どんなに甘い味がするのか、想像しただけで胸がおどるのです。
そこでピクシーは言いました。
「君、お城のお姫様だろう?」
白いローブで変装してきたベラは動揺しましたが、すぐに佇まいを正しました。
「ええ、そうよ」
「やっぱりそうか。だったら魔法が使えるんだろう?」
「使えるわ。だけど、ちっともうまくいかないの」
ベラはまだ魔法使いとしては未熟でした。
はやく一人前の魔法使いになりたいという気持ちばかりが先走って、能力のほうがなかなか追いついてこないのです。

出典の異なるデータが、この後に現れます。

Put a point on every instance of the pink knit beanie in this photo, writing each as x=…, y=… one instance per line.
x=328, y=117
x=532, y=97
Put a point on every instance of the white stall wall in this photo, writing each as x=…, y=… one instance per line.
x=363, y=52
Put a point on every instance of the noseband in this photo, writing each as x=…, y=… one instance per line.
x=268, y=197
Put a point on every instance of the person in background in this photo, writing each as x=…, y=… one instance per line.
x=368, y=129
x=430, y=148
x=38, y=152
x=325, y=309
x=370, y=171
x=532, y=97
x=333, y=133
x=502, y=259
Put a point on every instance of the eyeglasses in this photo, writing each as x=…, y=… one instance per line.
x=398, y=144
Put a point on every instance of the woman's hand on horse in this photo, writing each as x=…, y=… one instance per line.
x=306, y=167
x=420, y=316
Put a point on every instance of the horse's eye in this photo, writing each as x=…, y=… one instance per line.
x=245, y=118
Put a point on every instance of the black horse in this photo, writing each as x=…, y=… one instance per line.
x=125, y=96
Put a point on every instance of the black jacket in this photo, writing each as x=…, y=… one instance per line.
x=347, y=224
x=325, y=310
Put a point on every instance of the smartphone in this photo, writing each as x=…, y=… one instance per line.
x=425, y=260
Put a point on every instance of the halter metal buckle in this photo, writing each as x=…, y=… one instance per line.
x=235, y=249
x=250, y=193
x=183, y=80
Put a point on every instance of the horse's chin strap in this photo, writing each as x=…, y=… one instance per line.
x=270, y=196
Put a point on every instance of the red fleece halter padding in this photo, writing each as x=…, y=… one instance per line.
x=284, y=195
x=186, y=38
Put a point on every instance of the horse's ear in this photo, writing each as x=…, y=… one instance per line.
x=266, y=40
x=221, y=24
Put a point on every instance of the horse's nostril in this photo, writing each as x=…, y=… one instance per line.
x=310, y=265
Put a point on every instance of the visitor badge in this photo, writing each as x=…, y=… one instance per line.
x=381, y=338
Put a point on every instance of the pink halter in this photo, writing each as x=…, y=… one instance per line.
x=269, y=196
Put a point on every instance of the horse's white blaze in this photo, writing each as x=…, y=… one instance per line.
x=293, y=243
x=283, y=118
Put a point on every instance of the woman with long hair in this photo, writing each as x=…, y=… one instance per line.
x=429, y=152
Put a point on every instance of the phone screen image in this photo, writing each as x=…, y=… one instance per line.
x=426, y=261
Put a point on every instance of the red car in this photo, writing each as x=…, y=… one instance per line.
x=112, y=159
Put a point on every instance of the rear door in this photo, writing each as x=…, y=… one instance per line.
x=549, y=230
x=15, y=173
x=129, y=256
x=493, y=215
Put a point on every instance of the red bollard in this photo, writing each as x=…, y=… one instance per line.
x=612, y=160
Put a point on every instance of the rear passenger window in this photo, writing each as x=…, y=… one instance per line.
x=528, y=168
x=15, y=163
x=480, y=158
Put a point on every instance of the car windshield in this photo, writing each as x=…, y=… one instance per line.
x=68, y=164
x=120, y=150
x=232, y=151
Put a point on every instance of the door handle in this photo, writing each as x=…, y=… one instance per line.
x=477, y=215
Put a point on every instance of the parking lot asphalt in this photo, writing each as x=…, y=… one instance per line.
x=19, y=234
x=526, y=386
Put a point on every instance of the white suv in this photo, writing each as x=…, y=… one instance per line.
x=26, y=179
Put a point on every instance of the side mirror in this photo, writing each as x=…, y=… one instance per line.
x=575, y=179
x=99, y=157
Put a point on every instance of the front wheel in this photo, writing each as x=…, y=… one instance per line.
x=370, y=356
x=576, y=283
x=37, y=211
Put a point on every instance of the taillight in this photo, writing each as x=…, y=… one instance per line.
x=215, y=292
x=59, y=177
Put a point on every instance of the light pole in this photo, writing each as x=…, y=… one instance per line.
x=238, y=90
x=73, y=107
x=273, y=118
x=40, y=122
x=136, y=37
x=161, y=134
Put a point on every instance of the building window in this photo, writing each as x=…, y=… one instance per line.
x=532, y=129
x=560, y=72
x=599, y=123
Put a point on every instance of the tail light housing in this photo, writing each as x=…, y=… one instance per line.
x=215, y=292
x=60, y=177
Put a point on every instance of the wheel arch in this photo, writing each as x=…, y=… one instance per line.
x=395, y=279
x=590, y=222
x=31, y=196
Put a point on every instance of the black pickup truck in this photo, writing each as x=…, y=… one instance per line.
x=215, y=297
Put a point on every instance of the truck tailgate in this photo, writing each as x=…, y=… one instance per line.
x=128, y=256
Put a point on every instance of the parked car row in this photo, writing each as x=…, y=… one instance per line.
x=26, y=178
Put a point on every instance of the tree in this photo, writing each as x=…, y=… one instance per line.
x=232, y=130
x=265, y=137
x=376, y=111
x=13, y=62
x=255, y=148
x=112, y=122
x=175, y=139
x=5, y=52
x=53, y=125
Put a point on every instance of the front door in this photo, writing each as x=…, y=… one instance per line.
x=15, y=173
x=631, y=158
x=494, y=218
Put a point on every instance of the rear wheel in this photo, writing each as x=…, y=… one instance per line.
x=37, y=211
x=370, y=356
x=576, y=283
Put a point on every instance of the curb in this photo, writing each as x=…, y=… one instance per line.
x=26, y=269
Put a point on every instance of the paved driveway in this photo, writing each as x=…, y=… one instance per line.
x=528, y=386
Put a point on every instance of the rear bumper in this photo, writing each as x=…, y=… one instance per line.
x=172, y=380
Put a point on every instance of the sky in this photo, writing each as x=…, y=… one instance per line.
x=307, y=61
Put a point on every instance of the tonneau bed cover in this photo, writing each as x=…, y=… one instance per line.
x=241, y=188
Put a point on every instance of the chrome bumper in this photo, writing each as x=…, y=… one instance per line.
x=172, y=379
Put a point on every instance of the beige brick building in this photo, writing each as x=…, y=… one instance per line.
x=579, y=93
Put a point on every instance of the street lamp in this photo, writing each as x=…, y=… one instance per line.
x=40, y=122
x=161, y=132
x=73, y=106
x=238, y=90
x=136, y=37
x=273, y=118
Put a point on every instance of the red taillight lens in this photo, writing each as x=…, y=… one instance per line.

そのことを告白すると、途端にピクシーはひらめく顔になり、禁断の果実を売ってもいいと言い出しました。
ただし、条件があるというのです。
「君の体の一部と交換だ」
「私の体の一部?」
ベラは眉をひそめて悩みました。
体の一部と言われても、どうしたら良いのかわかりません。
そこでピクシーは、こうも言いました。
禁断の果実を口にした者には、偉大な魔力が授けられるのだ、と。
「わかったわ。それならこれでどうかしら」
覚悟を決めたベラは、やわらかな物腰で両手を差し出します。
そこにはブロンドの髪の毛が一本だけ乗っていました。
「いいだろう」
ピクシーはその髪の毛を布袋(ぬのぶくろ)にしまうと、ベラの手に赤い果実を一つ持たせました。
こうして無事に目的を果たせたベラ王女は、城に戻るなり自分の部屋にこもり、うっとりとした眼差しで赤い果実を眺めていました。
林檎のようだけれど匂いがまるで違います。
ベラはごくりと生唾を飲み込み、その魅惑の果実にやさしく歯を立てるのでした。
「はぐ……」
あごを動かした瞬間、ベラは取り憑かれました。
鼻を通り抜ける香りはどこまでも芳醇(ほうじゅん)で、豊かな果汁が舌にまとわりついて離れません。
「ああ、おいしい……」
幼い唇が二口目をむさぼります。